C. Aggregation Pipeline Example
Suppose MovieFlix wants to find the top 3 genres by total views in 2024:
db.watchHistory.aggregate([
// 1. Only 2024 records
{ $match: { year: 2024 } },
// 2. Group by genre, sum views
{ $group: { _id: "$genre", totalViews: { $sum: "$views" } } },
// 3. Sort by totalViews descending
{ $sort: { totalViews: -1 } },
// 4. Limit to top 3
{ $limit: 3 },
// 5. Project clean output
{ $project: { _id: 0, genre: "$_id", totalViews: 1 } }
])
Explanation:
- `$match`: Filters for 2024.
- `$group`: Sums up views per genre.
- `$sort` and `$limit`: Gets top 3 genres.
- `$project`: Formats output for reporting.
D. Best Practices for Aggregation Pipelines
- **Place `$match` early** to reduce data volume for later stages.
-
Use indexes on fields used in
$match
for performance. -
Keep documents small—avoid unnecessary fields with
$project
. -
Test each stage separately to debug and optimize.
-
Limit pipeline complexity for maintainability.
5. Step-by-Step Data Modeling & Code Walkthrough
Let’s build a real MovieFlix aggregation pipeline.
A. Sample Document Structure
{
"_id": ObjectId("..."),
"movie": "Edge of Tomorrow",
"genre": "Sci-Fi",
"country": "USA",
"views": 15000,
"rating": 8.2,
"year": 2024
}
B. Find the Average Rating and Total Views per Genre in the USA
db.watchHistory.aggregate([
{ $match: { country: "USA" } },
{ $group: {
_id: "$genre",
totalViews: { $sum: "$views" },
avgRating: { $avg: "$rating" }
}
},
{ $project: {
_id: 0,
genre: "$_id",
totalViews: 1,
avgRating: { $round: ["$avgRating", 2] }
}
}
])
Explanation:
-
Filters for USA records.
-
Groups by genre.
-
Sums views and averages ratings.
-
Projects a clean, rounded output.
C. Find Top 5 Movies by Views in 2024
db.watchHistory.aggregate([
{ $match: { year: 2024 } },
{ $sort: { views: -1 } },
{ $limit: 5 },
{ $project: { _id: 0, movie: 1, views: 1 } }
])
D. Count Movies per Genre with $group and $project
db.watchHistory.aggregate([
{ $group: { _id: "$genre", count: { $sum: 1 } } },
{ $project: { _id: 0, genre: "$_id", count: 1 } }
])
6. Interactive Challenge / Mini-Project
Your Turn!
-
Write an aggregation pipeline to find the average rating for each genre in 2024, but only include genres with more than 10,000 total views.
-
Output should show genre, average rating (rounded to 1 decimal), and total views.

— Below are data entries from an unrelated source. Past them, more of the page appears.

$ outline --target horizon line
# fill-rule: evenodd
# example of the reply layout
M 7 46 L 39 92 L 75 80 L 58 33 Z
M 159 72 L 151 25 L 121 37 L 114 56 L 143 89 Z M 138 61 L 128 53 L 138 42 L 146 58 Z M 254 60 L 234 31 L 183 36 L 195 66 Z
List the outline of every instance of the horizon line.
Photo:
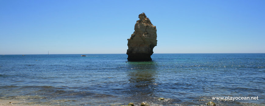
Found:
M 154 53 L 154 54 L 264 54 L 265 53 Z M 51 55 L 94 55 L 94 54 L 126 54 L 126 53 L 98 53 L 98 54 L 50 54 Z M 47 54 L 2 54 L 1 55 L 49 55 Z

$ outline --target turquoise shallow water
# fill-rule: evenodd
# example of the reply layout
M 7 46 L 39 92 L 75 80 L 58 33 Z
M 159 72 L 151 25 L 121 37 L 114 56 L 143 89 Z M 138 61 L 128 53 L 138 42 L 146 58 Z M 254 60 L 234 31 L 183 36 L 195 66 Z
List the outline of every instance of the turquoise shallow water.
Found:
M 127 63 L 125 54 L 82 55 L 88 56 L 0 56 L 0 100 L 49 105 L 265 105 L 265 54 L 154 54 L 152 61 Z M 259 99 L 211 98 L 228 96 Z

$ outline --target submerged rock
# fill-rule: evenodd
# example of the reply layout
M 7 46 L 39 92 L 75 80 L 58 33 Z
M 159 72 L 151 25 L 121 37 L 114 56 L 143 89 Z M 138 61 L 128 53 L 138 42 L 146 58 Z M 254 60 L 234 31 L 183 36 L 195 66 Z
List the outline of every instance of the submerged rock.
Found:
M 132 103 L 130 103 L 127 105 L 121 105 L 121 106 L 134 106 L 134 104 Z
M 136 22 L 134 32 L 128 40 L 128 60 L 146 61 L 152 60 L 151 55 L 153 49 L 157 45 L 157 28 L 145 14 L 139 15 L 140 19 Z
M 143 102 L 141 103 L 140 106 L 150 106 L 150 105 L 147 103 Z
M 216 106 L 215 103 L 212 101 L 209 101 L 207 103 L 207 105 L 210 106 Z
M 163 101 L 164 100 L 164 99 L 165 99 L 165 98 L 159 98 L 159 99 L 161 101 Z
M 134 104 L 132 103 L 130 103 L 128 104 L 128 106 L 134 106 Z

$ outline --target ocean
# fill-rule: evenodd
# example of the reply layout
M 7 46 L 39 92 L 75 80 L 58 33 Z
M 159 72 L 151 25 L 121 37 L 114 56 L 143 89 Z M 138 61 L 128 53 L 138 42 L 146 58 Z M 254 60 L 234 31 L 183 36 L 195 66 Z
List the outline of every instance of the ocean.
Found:
M 0 55 L 0 105 L 265 105 L 265 54 L 81 55 Z

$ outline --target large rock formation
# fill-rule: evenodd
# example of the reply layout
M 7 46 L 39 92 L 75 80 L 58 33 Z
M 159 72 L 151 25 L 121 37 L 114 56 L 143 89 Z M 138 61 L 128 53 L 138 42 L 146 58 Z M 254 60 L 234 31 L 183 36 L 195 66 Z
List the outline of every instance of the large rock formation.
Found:
M 128 60 L 152 60 L 153 49 L 157 45 L 157 28 L 144 13 L 139 15 L 140 19 L 136 22 L 134 32 L 128 40 Z

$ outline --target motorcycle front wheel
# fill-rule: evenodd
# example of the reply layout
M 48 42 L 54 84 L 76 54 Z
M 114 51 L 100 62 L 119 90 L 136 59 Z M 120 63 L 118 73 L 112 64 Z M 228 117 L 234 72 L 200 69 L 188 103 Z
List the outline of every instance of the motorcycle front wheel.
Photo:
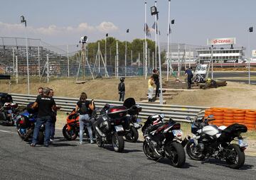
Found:
M 149 159 L 156 161 L 159 159 L 155 157 L 153 150 L 150 148 L 146 140 L 143 142 L 143 152 Z
M 231 144 L 228 147 L 228 157 L 225 158 L 229 167 L 233 169 L 239 169 L 245 164 L 245 152 L 241 151 L 239 145 Z
M 168 144 L 166 147 L 168 153 L 168 158 L 171 160 L 171 164 L 175 167 L 181 167 L 185 164 L 185 151 L 181 143 L 173 142 Z
M 114 150 L 117 152 L 121 152 L 124 151 L 124 140 L 122 136 L 118 135 L 117 133 L 115 133 L 112 135 L 112 145 L 114 147 Z
M 135 142 L 139 138 L 138 130 L 133 126 L 130 126 L 129 132 L 125 135 L 125 139 L 130 142 Z
M 197 151 L 196 145 L 193 142 L 188 142 L 186 147 L 186 151 L 190 158 L 196 161 L 202 161 L 205 155 L 201 151 Z
M 74 128 L 68 130 L 68 125 L 65 124 L 63 128 L 63 135 L 67 140 L 75 140 L 78 137 L 78 133 Z

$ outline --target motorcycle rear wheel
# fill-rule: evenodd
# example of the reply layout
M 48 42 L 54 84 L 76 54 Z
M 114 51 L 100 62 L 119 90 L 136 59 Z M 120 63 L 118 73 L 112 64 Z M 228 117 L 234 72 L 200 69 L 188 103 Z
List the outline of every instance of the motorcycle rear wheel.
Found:
M 125 139 L 129 142 L 135 142 L 139 138 L 138 130 L 133 126 L 130 126 L 129 132 L 125 135 Z
M 175 167 L 181 167 L 186 161 L 185 151 L 181 143 L 173 142 L 166 147 L 168 152 L 168 158 L 171 160 L 171 164 Z
M 188 142 L 186 147 L 186 151 L 190 158 L 196 161 L 202 161 L 205 158 L 205 155 L 202 152 L 196 152 L 195 143 L 193 142 Z
M 71 129 L 68 130 L 67 124 L 65 124 L 63 128 L 63 135 L 67 140 L 75 140 L 78 135 L 75 128 L 71 128 Z
M 117 152 L 122 152 L 124 149 L 124 140 L 122 136 L 118 135 L 117 133 L 115 133 L 112 135 L 112 145 L 114 147 L 114 150 Z
M 143 142 L 143 152 L 149 159 L 156 161 L 159 159 L 154 155 L 153 150 L 146 140 Z
M 225 159 L 229 167 L 233 169 L 239 169 L 245 164 L 245 152 L 241 151 L 239 145 L 231 144 L 229 145 L 229 150 L 231 152 L 228 157 Z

7. Common Pitfalls & Best Practices
Pitfall | Best Practice |
---|---|
Placing $match late | Put $match early to reduce data volume |
Returning too many fields | Use $project to limit output |
Not using indexes | Index fields used in $match for speed |
Complex pipelines in one go | Build and test one stage at a time |
8. Optional: Programmer’s Workflow Checklist
-
Define your output and work backwards to design stages.
-
Place
$match
as early as possible. -
Use
$group
for aggregation,$project
for shaping output. -
Test each stage’s output before adding the next.
-
Use
$sort
and$limit
for ranking and pagination. -
Optimize with indexes and by limiting unnecessary fields.